Alas, it was lost in a move long ago
Nonetheless, there were still elements that were pushing me in a more fantastical direction.  My freshman year, I received - quite out of the blue - an electronic boardgame (then all the rage) called Dark Tower.  Complete with an elderly Orson Welles pitching it on a television commercial, it was the game of games, and just about everyone I knew, of any stripe or background, wanted to play that fascinating adventure game.  I admit, it did pique my interest.  In 1977, the same year of Star Wars, I saw the first broadcast ever of Rankin and Bass's animated version of The Hobbit. Though I didn't give it much thought then, the more I saw it in the ensuing years, the more it inspired me to finally read the books and see what the fuss was all about.

The fact that in the early eighties, before social stigmas would finally squelch the phenomenon,  everyone who was anyone I knew from every conceivable social group was playing Dungeons and Dragons, also kept the entire fantasy genre more or less in my face.  And of course, the fantasy genre as typically understood involved a pseudo-mythical rendition of Medieval European culture. Eventually, castles and moors, dungeons and knights, ancient monasteries and that special dose of European folklore, began to tweak my thoughts and imagination.

The cover of Beowulf
Then, in Ms. Johnson's 11th grade English class, we did a section on the epic poem Beowulf.  At first, I was no more interested than I was in the Canterbury Tales right before it.  But then one day, Ms. Johnson read to us from the book Grendel, that tells the story from the main antagonist's point of view.  She then went on to describe the setting.  She explained that it was a dark, cold time when people huddled inside this vast hall, while outside in the impenetrable darkness lurked the monsters and the spirits and the terrors that only the rising sun would vanquish.  I can't explain it, but all of a sudden I had to learn more about this period!  And so it was, I began to find what I could about anything to do with Medieval Europe.  If it mean buying a D&D book here, or a book on knights there, or even pining for an old Atari game called Adventure, if it was medieval looking, it made it into my hands.
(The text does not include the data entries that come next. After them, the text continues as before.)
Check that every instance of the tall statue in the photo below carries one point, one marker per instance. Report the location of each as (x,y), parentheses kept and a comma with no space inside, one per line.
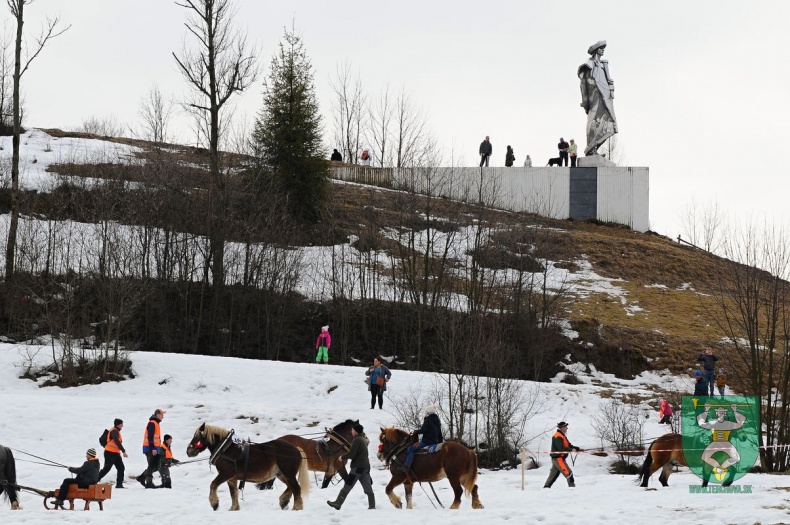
(597,98)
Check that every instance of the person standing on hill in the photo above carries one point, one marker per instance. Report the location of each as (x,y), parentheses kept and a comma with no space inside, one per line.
(322,344)
(721,381)
(166,461)
(701,386)
(379,376)
(112,454)
(358,470)
(485,151)
(708,361)
(152,440)
(560,446)
(563,147)
(665,413)
(573,149)
(510,157)
(87,475)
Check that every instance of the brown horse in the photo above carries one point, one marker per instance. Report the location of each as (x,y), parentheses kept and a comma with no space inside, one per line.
(453,461)
(254,462)
(324,455)
(8,486)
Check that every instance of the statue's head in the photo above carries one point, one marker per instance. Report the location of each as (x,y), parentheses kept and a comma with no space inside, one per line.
(597,48)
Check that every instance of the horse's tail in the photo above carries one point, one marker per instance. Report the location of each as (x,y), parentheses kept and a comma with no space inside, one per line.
(304,475)
(471,474)
(644,472)
(10,492)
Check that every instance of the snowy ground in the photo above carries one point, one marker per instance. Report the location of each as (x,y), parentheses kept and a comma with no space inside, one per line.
(60,424)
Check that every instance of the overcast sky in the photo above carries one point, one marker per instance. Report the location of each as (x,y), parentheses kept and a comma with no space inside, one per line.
(701,86)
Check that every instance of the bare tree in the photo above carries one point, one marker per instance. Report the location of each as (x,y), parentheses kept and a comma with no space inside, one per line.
(349,111)
(704,227)
(155,113)
(49,31)
(222,65)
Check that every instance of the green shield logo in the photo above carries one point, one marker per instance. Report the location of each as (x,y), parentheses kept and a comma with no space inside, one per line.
(720,436)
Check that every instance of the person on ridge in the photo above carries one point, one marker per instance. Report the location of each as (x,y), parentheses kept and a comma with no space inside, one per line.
(431,431)
(112,454)
(87,474)
(701,386)
(485,152)
(359,469)
(665,412)
(322,344)
(560,446)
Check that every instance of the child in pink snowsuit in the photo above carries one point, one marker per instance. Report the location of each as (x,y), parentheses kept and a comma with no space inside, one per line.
(322,344)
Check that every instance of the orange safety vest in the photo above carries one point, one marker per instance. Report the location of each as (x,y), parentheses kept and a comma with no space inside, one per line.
(157,433)
(111,446)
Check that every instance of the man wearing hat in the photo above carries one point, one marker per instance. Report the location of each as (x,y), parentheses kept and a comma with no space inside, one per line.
(359,470)
(112,453)
(152,440)
(87,474)
(560,446)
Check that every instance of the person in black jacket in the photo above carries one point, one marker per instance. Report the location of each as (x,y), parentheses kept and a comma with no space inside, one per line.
(359,469)
(485,151)
(113,451)
(431,431)
(708,361)
(87,474)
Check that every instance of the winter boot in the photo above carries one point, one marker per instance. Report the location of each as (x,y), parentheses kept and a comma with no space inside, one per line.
(340,498)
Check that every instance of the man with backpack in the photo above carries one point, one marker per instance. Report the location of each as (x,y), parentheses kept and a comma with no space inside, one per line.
(112,441)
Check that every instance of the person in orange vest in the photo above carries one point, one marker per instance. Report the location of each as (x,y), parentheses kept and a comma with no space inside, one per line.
(87,475)
(166,461)
(151,442)
(560,446)
(112,453)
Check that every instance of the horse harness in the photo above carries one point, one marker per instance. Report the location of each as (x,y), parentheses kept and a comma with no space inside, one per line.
(226,444)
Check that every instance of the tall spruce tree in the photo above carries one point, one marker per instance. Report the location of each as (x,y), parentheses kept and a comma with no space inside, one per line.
(287,134)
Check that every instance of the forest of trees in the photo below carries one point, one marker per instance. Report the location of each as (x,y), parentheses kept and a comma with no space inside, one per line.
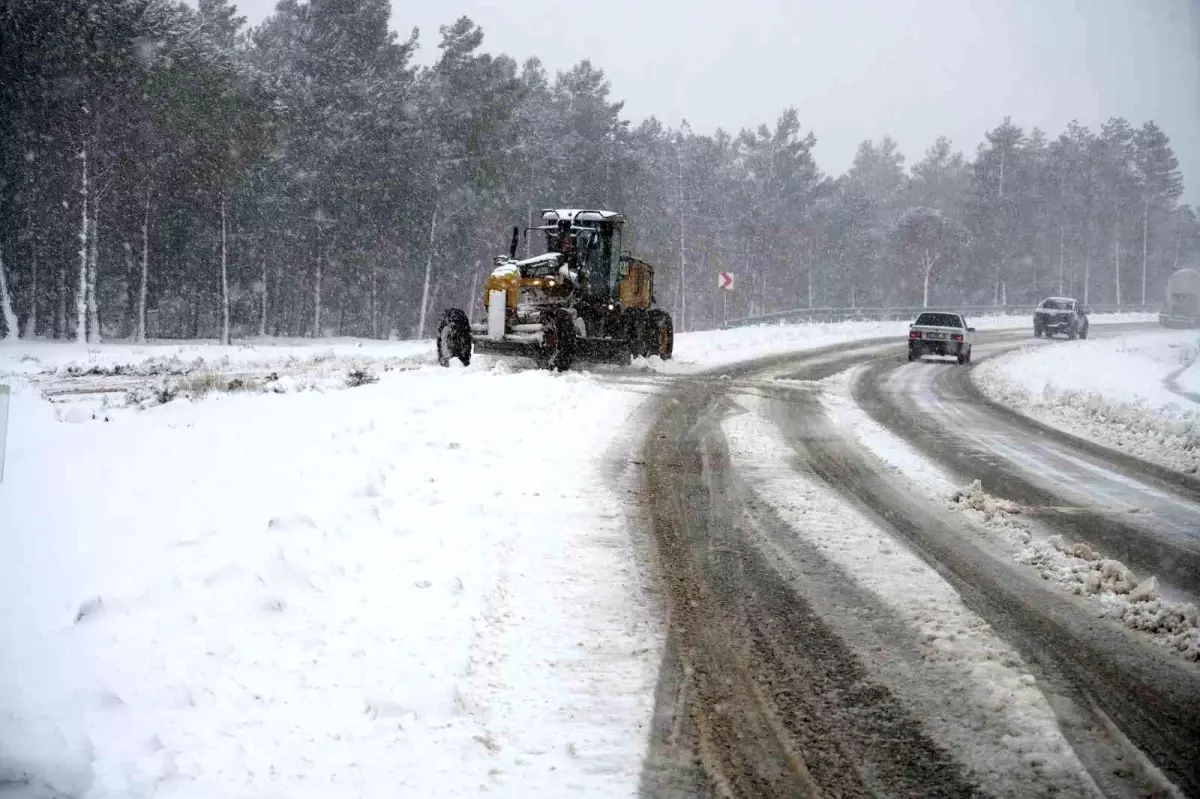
(166,172)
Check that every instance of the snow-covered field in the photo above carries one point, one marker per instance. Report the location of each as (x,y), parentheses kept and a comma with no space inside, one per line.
(1110,390)
(229,572)
(420,587)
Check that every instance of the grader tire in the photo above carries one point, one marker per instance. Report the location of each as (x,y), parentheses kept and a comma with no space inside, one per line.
(454,337)
(558,340)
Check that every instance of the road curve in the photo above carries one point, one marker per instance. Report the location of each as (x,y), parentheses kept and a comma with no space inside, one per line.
(761,695)
(1137,512)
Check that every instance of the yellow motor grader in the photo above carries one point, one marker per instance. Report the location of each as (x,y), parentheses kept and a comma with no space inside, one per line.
(583,299)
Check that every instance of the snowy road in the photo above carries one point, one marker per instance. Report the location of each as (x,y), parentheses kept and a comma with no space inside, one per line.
(833,630)
(1140,515)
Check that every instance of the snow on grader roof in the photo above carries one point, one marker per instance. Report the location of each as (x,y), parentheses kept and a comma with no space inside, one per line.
(581,215)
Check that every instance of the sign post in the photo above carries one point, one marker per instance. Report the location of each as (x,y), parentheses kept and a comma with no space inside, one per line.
(4,425)
(725,284)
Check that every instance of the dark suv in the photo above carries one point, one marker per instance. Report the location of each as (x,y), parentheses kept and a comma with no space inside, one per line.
(1060,314)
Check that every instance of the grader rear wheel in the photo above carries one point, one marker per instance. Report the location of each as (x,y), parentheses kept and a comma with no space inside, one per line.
(660,335)
(558,334)
(454,337)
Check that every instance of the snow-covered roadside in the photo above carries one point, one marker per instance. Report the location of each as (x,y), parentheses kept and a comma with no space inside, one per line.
(1109,390)
(420,587)
(1075,566)
(969,688)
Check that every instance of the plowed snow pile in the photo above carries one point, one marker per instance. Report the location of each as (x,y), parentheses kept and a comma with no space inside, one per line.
(970,690)
(1123,596)
(1110,390)
(420,587)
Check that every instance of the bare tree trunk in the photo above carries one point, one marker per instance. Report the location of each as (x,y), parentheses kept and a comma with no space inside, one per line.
(1062,253)
(927,268)
(143,283)
(60,307)
(1087,274)
(225,277)
(84,221)
(6,312)
(810,276)
(1116,256)
(683,252)
(316,292)
(262,317)
(1145,226)
(375,299)
(94,274)
(429,272)
(1179,241)
(34,288)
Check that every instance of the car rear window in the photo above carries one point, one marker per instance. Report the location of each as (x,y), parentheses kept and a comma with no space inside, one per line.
(940,320)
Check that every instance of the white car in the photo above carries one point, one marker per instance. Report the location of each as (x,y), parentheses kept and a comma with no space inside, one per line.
(940,334)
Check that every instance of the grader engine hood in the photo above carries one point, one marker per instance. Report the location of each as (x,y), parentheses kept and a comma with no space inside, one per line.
(540,281)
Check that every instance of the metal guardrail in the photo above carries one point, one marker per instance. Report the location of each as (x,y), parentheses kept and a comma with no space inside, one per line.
(909,312)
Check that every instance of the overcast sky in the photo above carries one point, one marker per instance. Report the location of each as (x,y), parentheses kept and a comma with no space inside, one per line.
(862,68)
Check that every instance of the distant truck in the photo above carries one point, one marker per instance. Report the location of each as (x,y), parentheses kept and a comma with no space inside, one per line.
(1062,314)
(1182,308)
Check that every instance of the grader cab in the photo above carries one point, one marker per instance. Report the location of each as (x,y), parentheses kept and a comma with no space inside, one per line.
(582,299)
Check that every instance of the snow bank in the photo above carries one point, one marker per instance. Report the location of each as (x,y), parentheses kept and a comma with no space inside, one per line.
(712,348)
(420,587)
(1079,569)
(1189,378)
(165,358)
(969,689)
(1072,565)
(1109,390)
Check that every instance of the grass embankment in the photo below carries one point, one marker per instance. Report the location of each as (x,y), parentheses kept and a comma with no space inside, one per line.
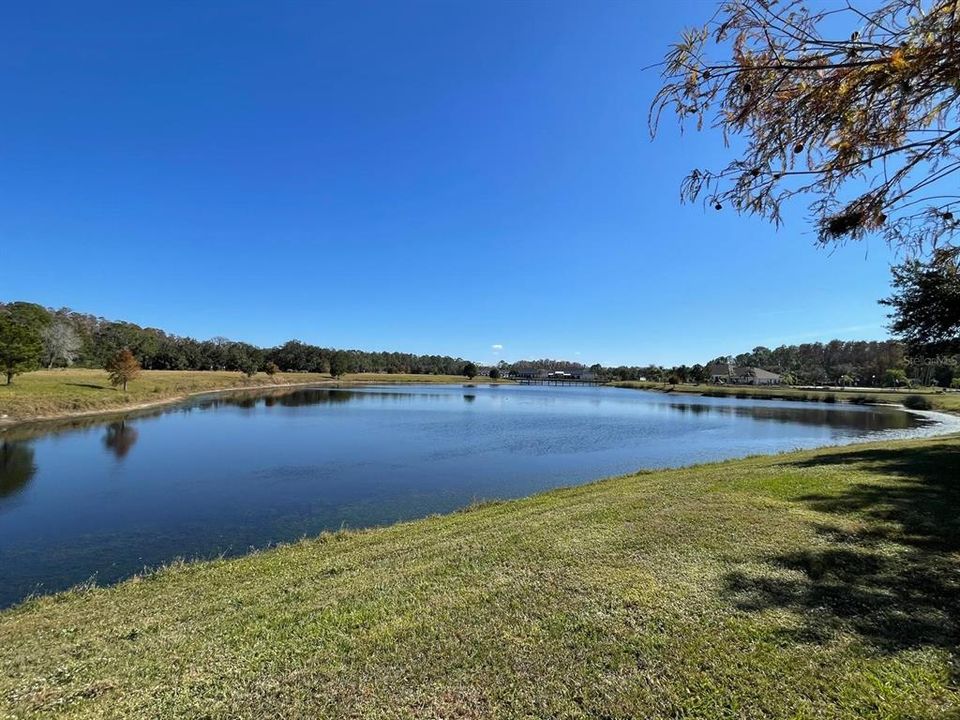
(50,393)
(939,400)
(821,584)
(53,393)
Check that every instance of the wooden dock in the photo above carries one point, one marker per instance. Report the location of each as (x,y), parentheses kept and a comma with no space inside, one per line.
(556,381)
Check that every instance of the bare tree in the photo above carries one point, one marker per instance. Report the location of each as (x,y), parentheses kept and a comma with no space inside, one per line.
(122,368)
(61,344)
(859,111)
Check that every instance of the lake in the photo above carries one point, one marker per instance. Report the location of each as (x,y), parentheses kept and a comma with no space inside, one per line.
(103,499)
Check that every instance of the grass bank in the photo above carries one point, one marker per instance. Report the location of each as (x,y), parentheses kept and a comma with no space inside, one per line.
(821,584)
(941,401)
(59,393)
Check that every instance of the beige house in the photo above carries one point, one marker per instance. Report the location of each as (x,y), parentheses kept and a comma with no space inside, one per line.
(726,374)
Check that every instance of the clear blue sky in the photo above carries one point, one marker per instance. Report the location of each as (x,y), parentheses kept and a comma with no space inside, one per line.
(429,177)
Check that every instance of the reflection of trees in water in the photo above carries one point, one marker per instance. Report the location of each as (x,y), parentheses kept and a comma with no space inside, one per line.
(16,467)
(829,417)
(120,438)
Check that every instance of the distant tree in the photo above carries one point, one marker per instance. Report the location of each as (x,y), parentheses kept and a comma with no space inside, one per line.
(122,368)
(339,363)
(895,377)
(20,347)
(30,315)
(61,343)
(698,373)
(856,110)
(248,366)
(926,304)
(944,372)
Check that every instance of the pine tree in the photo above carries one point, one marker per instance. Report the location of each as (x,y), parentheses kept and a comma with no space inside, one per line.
(20,347)
(123,367)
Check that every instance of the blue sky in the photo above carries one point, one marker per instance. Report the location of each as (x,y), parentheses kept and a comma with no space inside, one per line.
(433,177)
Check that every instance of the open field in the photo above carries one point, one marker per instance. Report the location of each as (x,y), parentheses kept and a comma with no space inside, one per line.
(48,393)
(52,393)
(942,401)
(820,584)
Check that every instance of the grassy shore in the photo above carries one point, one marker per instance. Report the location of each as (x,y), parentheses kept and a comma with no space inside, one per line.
(820,584)
(939,400)
(57,393)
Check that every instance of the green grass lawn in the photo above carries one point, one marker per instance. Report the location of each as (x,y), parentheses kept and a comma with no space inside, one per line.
(820,584)
(939,400)
(48,393)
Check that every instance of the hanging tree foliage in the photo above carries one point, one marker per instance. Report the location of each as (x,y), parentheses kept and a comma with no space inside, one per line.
(855,110)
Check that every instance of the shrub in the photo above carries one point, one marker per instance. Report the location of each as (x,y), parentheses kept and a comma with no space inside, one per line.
(917,402)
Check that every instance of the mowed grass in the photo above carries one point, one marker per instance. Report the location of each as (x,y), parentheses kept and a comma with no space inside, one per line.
(939,400)
(56,392)
(821,584)
(51,393)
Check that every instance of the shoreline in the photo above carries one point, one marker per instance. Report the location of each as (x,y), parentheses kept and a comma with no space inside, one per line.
(699,554)
(16,423)
(9,423)
(944,416)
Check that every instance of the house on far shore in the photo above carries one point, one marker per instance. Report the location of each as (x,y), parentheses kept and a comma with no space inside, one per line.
(726,374)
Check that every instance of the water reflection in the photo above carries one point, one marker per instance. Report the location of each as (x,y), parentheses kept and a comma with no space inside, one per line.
(224,473)
(874,420)
(16,467)
(120,438)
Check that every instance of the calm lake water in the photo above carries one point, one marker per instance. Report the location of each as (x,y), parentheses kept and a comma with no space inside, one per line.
(221,474)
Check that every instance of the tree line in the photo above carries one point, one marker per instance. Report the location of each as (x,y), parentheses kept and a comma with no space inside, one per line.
(858,363)
(32,336)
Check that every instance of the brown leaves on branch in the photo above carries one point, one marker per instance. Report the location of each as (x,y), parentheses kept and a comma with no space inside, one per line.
(858,112)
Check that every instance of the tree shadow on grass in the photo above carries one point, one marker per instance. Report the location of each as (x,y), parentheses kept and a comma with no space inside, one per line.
(888,569)
(90,385)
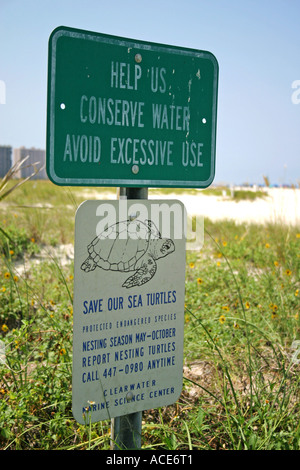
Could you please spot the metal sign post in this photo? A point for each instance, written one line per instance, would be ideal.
(126, 431)
(132, 115)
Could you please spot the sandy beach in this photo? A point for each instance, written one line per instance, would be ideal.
(281, 205)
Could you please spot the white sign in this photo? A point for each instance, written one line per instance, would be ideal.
(128, 307)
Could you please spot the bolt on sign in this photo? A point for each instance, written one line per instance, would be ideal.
(123, 112)
(129, 281)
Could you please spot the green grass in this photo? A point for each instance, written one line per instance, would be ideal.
(241, 373)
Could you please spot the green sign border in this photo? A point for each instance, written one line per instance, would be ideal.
(142, 45)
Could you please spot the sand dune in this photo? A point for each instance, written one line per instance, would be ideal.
(281, 205)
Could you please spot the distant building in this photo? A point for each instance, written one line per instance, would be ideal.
(37, 159)
(5, 159)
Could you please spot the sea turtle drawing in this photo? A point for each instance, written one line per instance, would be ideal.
(129, 246)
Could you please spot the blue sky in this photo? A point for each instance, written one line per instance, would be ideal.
(256, 42)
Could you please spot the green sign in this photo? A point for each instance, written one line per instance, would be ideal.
(129, 113)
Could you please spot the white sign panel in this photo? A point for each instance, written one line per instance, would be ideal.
(128, 307)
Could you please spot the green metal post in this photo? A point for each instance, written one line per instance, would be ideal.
(126, 431)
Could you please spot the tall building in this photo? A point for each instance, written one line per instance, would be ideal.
(37, 159)
(5, 159)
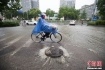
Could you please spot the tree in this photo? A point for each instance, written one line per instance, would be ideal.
(68, 13)
(33, 13)
(101, 8)
(8, 8)
(12, 5)
(83, 15)
(3, 4)
(50, 12)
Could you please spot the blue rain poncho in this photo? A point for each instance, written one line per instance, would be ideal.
(44, 26)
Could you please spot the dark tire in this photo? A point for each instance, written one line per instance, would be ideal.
(56, 38)
(36, 37)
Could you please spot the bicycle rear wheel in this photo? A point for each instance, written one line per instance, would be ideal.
(56, 37)
(36, 37)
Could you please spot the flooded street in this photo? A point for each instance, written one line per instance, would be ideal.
(83, 43)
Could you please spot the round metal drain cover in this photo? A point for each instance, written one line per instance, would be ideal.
(54, 52)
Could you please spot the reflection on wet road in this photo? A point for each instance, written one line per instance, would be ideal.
(19, 52)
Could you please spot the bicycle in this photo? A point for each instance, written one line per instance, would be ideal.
(54, 37)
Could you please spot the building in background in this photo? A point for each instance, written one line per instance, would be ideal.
(69, 3)
(28, 4)
(35, 4)
(91, 10)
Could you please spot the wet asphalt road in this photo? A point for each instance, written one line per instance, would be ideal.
(19, 52)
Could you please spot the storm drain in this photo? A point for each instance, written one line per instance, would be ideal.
(57, 53)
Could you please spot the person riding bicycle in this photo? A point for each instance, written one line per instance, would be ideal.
(44, 26)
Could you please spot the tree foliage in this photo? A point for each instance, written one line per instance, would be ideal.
(83, 15)
(68, 13)
(50, 12)
(101, 8)
(12, 5)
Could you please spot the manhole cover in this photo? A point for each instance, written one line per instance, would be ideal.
(54, 52)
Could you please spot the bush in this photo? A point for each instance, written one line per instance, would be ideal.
(91, 23)
(100, 22)
(8, 24)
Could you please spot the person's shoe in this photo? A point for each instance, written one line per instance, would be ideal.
(42, 38)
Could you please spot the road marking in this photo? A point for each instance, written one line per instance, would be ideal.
(11, 42)
(27, 44)
(6, 37)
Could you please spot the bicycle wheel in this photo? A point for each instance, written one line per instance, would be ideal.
(36, 37)
(56, 37)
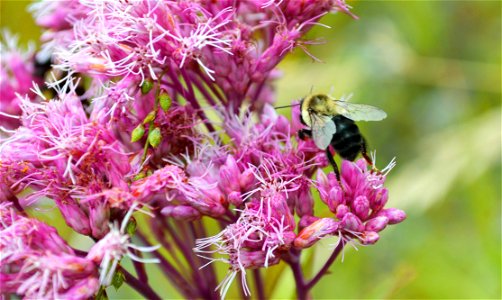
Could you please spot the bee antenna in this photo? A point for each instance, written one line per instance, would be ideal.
(276, 107)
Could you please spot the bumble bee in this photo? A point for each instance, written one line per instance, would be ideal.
(331, 122)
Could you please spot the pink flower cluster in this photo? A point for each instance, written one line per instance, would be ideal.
(164, 107)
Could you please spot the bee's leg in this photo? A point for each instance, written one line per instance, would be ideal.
(334, 165)
(364, 153)
(303, 133)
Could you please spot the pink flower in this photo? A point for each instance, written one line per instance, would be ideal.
(37, 263)
(358, 205)
(17, 75)
(109, 250)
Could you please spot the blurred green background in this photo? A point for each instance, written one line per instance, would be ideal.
(435, 68)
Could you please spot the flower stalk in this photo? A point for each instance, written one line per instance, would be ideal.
(164, 108)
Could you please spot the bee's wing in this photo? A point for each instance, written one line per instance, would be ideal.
(323, 129)
(359, 112)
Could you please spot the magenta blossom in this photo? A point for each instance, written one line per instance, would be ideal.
(37, 263)
(358, 205)
(164, 107)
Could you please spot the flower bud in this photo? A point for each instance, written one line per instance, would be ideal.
(377, 224)
(369, 238)
(181, 212)
(235, 198)
(229, 176)
(164, 101)
(147, 86)
(74, 217)
(307, 221)
(341, 211)
(335, 198)
(315, 231)
(352, 223)
(393, 214)
(137, 133)
(361, 207)
(99, 215)
(155, 137)
(246, 179)
(380, 199)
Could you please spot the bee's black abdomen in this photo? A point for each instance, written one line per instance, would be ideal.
(347, 141)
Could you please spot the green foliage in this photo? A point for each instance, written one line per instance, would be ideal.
(434, 67)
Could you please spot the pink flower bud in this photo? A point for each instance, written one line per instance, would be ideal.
(369, 238)
(393, 214)
(341, 211)
(335, 198)
(235, 198)
(361, 207)
(377, 224)
(306, 221)
(315, 231)
(181, 212)
(99, 215)
(304, 203)
(380, 199)
(352, 223)
(229, 176)
(246, 179)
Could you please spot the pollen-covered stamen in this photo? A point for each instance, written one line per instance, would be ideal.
(205, 34)
(375, 176)
(114, 246)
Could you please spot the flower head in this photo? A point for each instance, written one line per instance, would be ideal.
(37, 263)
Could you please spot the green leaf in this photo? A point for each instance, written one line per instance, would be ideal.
(137, 133)
(146, 87)
(131, 226)
(149, 118)
(139, 176)
(118, 279)
(155, 137)
(101, 295)
(164, 101)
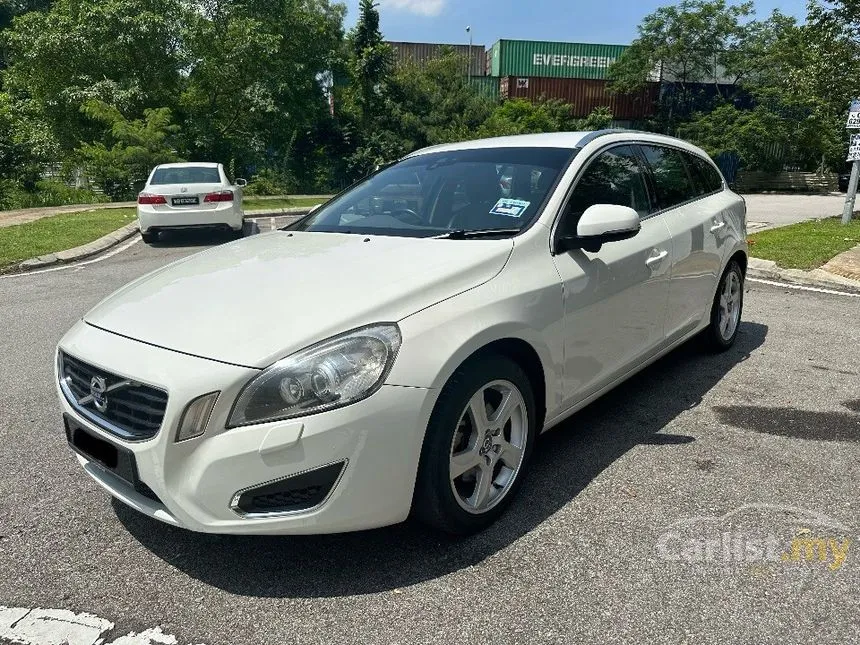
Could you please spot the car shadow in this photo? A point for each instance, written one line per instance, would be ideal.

From there, of course, the rest is history.  My love of each period of history set the stage to learn about others, or sometimes outside forces brought me along.  In each case, I approached it with the same attitude I learned from my first history book: what you hear in tales and legends may not always accurately reflect what really happened.  If my Dad or others loved to tell tales about what those brave soldiers did landing on the beaches, I noticed those braves soldiers, as often as not, were more subdued.  When I saw the photos and graphic scenes in that first war book, I could understand why.

So when I went into other periods, I was prepared to set aside the common narratives, the accepted versions of what everyone really says happened.  To that end, I would rail against the growing tendency to see all of American and European history in the worst possible light.  I would also be highly suspicious of the general narrative, by my days in college, of seeing the Christian contribution to Western Civilization as purely incidental, it's only value in giving us the horrible against which to measure enlightened secularism. And that's how, after all those weird and twisted years, a simple table book led to my ability to look through the standard Medieval narrative and see something there in the One, Holy, Catholic and Apostolic Church.  There's more, of course, when it comes to my historical theory and various approaches to the subject that I developed in college and graduate school, but those topics are for more serious posts.  This was, after all, meant to be a whimsy.